# Apple iPhone 6 "Bendgate"?



## SpywareDr (Jun 15, 2013)

Bendgate: Is the iPhone 6 too bendy, or are your skinny jeans just too skinny?


> First there was the iPhone 4 Antennagate. Then there was the iPhone 5 Scuffgate. And now, with the iPhone 6 and 6 Plus, there is Bendgate.
> 
> Yes, it seems Apple’s all-aluminium design can’t withstand the truly awesome stresses of being placed in the front pocket of a pair of skinny jeans. Numerous owners of the iPhone 6 and iPhone 6 Plus are reporting that their new phones have developed a noticeable bend or kink after being placed in a pants pocket. This isn’t people sitting on their phones, either: A tight front pocket, plus the curvature of your thigh, is enough to bend the new iPhone 6 or 6 Plus.
> 
> ...


----------



## Masterchiefxx17 (Feb 27, 2010)

This is what happens when you use overseas manufacturers like they have been doing for years. There is no quality control and their manufacturers are skipping out on high quality components to make more money.


----------



## SpywareDr (Jun 15, 2013)

Or Apple spec'd it too thin.

The problem with aluminum is when it gets bent, it stays bent. You can bend it back of course but, it will never be quite the same.


----------



## jimscreechy (Jan 7, 2005)

They probably should have designed the phone to flex slightly given its size and thickness rather than this flawed exercise in rigidity. ho-hum


----------



## SpywareDr (Jun 15, 2013)

Yep. As they went on to say in the article:


> This might come as a shock to some of you, but metal bends — and specifically, the cheap, thin, and light metal that is used to make some smartphones (aluminium) is very bendy. This is actually one advantage of using plastic instead of metal: If you apply enough force to bend solid aluminium, it stays bent; plastic, on the other hand, is elastic and bends back into its original shape (assuming you don’t break the elastic limit and snap the plastic, of course — but modern thermoplastics are very tough).


----------



## joeten (Dec 4, 2008)

The Ios 8 update has now brought a new set of issues, no calls for some and wifi is screwy.


----------



## SpywareDr (Jun 15, 2013)

USA Today > Money > Apple stock dinged $23B since iPhone 6


> Plagued with allegations of hardware that’s a little too bendy for its newest iPhone and a problematic software update, shares of Apple (AAPL) are bending.
> ...
> The stock has now lost a staggering $23 billion since the iPhone 6 was released on Sept. 19. The day’s loss in Apple stock exceeds the entire market value of more than half the individual companies in the Standard & Poor’s 500 index — including individual companies such as Macy’s (M) and Chipotle Mexican Grill (CMG).
> 
> ...


----------



## MartyF81 (Jan 23, 2013)

I watched some of the videos... The force these people are using on their phone is ridiculous. Their knuckles and fingers are turning red and white from pushing so hard.

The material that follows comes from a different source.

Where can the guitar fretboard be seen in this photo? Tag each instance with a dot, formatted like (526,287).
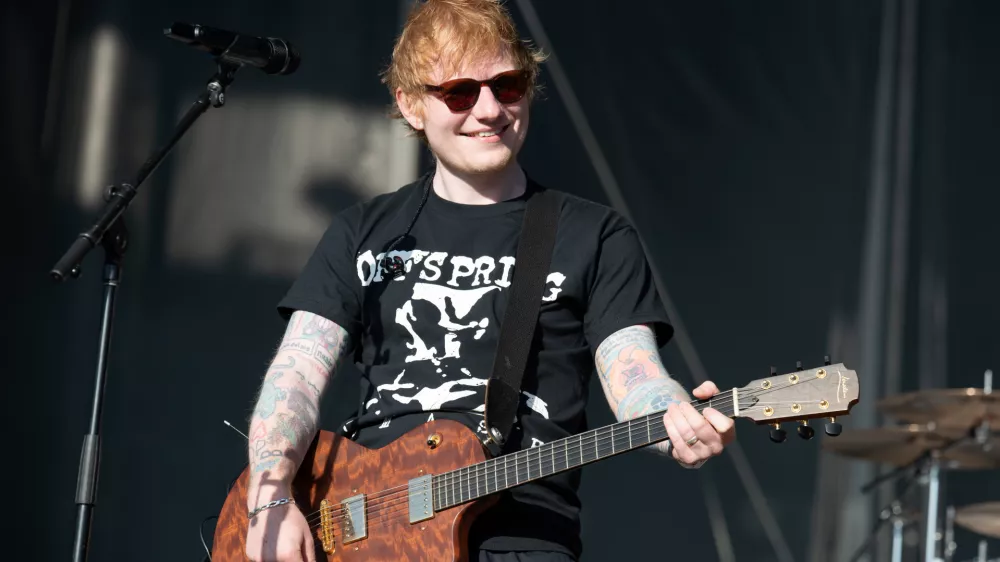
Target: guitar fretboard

I have one and it has no bending issues at all.


----------



## sobeit (Nov 11, 2007)

just don't wear the wrong pants and there will be nothing to worry about.


----------



## joeten (Dec 4, 2008)

Apple have admitted there are some phones with the issue, though not all so it does appear to be a genuine concern for some.


----------



## MartyF81 (Jan 23, 2013)

joeten said:


> Apple have admitted there are some phones with the issue, though not all so it does appear to be a genuine concern for some.


They sold 10 million handsets in the first 3 days.... they have had reports of less than 10 individual handsets bent (because the people doing it on purpose for You Tube don't count).... that is such a tiny amount that it is hardly even worth a breath.... and I imagine some of them bent their phone try to mimic the videos they see online.

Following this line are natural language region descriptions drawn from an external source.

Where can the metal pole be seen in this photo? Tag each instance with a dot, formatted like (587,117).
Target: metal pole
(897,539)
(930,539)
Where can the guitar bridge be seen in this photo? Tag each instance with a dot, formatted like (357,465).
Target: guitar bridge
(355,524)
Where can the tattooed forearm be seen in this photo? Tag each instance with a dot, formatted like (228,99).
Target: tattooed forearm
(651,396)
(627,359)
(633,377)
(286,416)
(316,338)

If they are real problems for those 10 people... I think that can be attributed to them being defective off the line. They have more than that under normal circumstances with blemishes or issues or power button that doesn't work etc...

I know I am a loyal Apple person... but this just seems like a "throw mud at Apple" campaign.


----------



## joeten (Dec 4, 2008)

I am not out to throw mud Marty not my way of doing things, I think on the whole Apple have a pretty good record, this is just one time when something went wrong it happens.
Apple admits ‘iPhone 6 Plus’ bends but says it’s extremely rare | Metro News
Apple admits to ruining your new iPhone 6, says iOS 8.0.2 is coming soon
Not the first company to have an issue with stock or updates MS are pretty good at making a mess with updates.


----------



## MartyF81 (Jan 23, 2013)

joeten said:


> I am not out to throw mud Marty not my way of doing things,


Sorry I wasn't referring to YOU. I just meant this whole media frenzy.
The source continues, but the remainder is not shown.